Intel has unveiled a significant cost-cutting strategy aimed at reducing operating expenses to $17 billion in 2025 and further to $16 billion in 2026. As part of this initiative, the company plans to reduce its workforce by more than 20%, a move aligned with their operational efficiency goals. Although the timing for these job cuts has not been disclosed, these measures reflect an attempt to streamline operations under the guidance of new CEO Lip-Bu Tan.
In its latest earnings report, Intel reported a revenue of $12.7 billion for the first quarter of 2025, matching year-over-year figures. The company's non-GAAP earnings per share (EPS) stood at $0.13, surpassing analysts' expectations. However, Intel provided a softer revenue guidance for the second quarter, projecting between $11.2 billion and $12.4 billion in revenue, with a non-GAAP EPS forecast of $0.00, which came in below analyst predictions. According to reports from Insider Monkey, this disappointing guidance contributed to a more than 5% decline in Intel's stock value during after-hours trading.

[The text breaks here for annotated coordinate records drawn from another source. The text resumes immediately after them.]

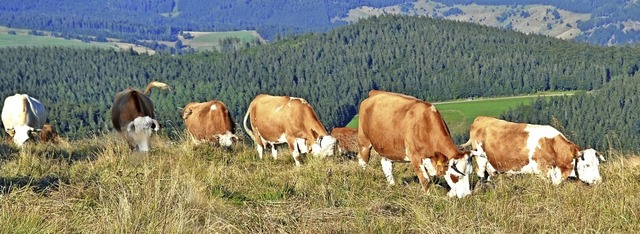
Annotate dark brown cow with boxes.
[243,94,336,166]
[111,81,170,152]
[462,116,604,185]
[331,127,358,156]
[358,90,472,198]
[40,124,60,143]
[182,100,238,147]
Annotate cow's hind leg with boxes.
[357,135,371,169]
[380,157,396,185]
[409,156,430,193]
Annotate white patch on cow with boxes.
[127,116,160,152]
[422,158,437,177]
[444,155,473,198]
[570,149,604,184]
[216,131,238,147]
[380,157,396,185]
[547,167,562,185]
[311,135,338,157]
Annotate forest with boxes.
[0,0,640,46]
[0,16,640,154]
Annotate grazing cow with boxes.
[331,127,358,156]
[461,116,604,185]
[243,94,336,166]
[358,90,472,198]
[2,94,47,146]
[111,81,170,152]
[182,100,238,147]
[40,124,60,143]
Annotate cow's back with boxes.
[249,94,328,141]
[111,88,155,132]
[358,91,455,160]
[185,100,235,140]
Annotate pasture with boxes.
[0,133,640,233]
[346,91,575,135]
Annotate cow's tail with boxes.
[144,81,171,95]
[242,108,256,141]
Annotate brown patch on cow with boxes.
[182,100,236,142]
[358,90,464,191]
[244,94,329,159]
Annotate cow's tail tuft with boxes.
[242,108,256,141]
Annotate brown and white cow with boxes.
[358,90,472,198]
[2,94,47,146]
[461,116,604,185]
[40,124,60,143]
[331,127,358,156]
[182,100,238,147]
[111,81,170,152]
[243,94,336,166]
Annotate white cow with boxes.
[2,94,47,146]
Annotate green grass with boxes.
[346,92,575,134]
[0,134,640,233]
[0,34,116,49]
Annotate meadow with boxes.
[0,134,640,233]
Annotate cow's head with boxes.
[127,116,160,152]
[570,149,604,185]
[444,151,473,198]
[215,131,238,147]
[8,125,41,146]
[311,135,338,157]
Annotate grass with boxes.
[346,91,575,135]
[0,34,116,49]
[0,134,640,233]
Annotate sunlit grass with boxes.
[0,134,640,233]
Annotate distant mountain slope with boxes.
[0,0,640,45]
[332,0,640,45]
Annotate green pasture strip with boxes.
[0,34,116,49]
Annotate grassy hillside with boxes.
[0,135,640,233]
[346,92,575,135]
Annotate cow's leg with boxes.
[271,144,278,160]
[409,156,430,193]
[380,157,396,185]
[287,137,300,166]
[358,135,371,169]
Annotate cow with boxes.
[461,116,604,185]
[2,94,47,146]
[40,124,60,143]
[111,81,171,152]
[331,127,358,156]
[243,94,336,166]
[358,90,473,198]
[182,100,238,147]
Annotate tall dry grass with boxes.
[0,134,640,233]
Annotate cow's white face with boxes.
[217,131,238,147]
[311,135,338,157]
[13,125,36,146]
[127,116,160,152]
[570,149,604,184]
[444,155,473,198]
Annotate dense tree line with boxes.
[0,16,640,154]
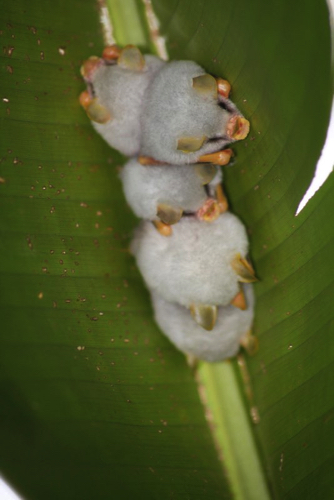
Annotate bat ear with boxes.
[192,73,218,99]
[79,90,112,123]
[102,45,122,61]
[195,163,217,186]
[176,135,207,153]
[217,78,231,99]
[85,97,112,123]
[198,149,233,165]
[117,45,145,71]
[230,288,247,311]
[157,203,183,224]
[231,254,258,283]
[190,304,218,331]
[226,115,249,141]
[80,56,103,82]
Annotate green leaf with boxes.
[0,0,334,500]
[153,0,334,500]
[0,0,230,500]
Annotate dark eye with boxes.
[218,100,233,113]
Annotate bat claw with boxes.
[190,304,218,331]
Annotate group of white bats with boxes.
[79,45,257,362]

CEO Lip-Bu Tan has emphasized a focus on accelerating Intel's business execution and enhancing customer responsiveness, acknowledging that reclaiming market share will take time. The company’s chipmaking division, however, posted a strong performance with $4.7 billion in revenue, exceeding projections. Despite the current challenges, Tan remains concentrated on swiftly implementing strategies to drive operational improvements while reinforcing that there are "no quick fixes" for the challenges ahead.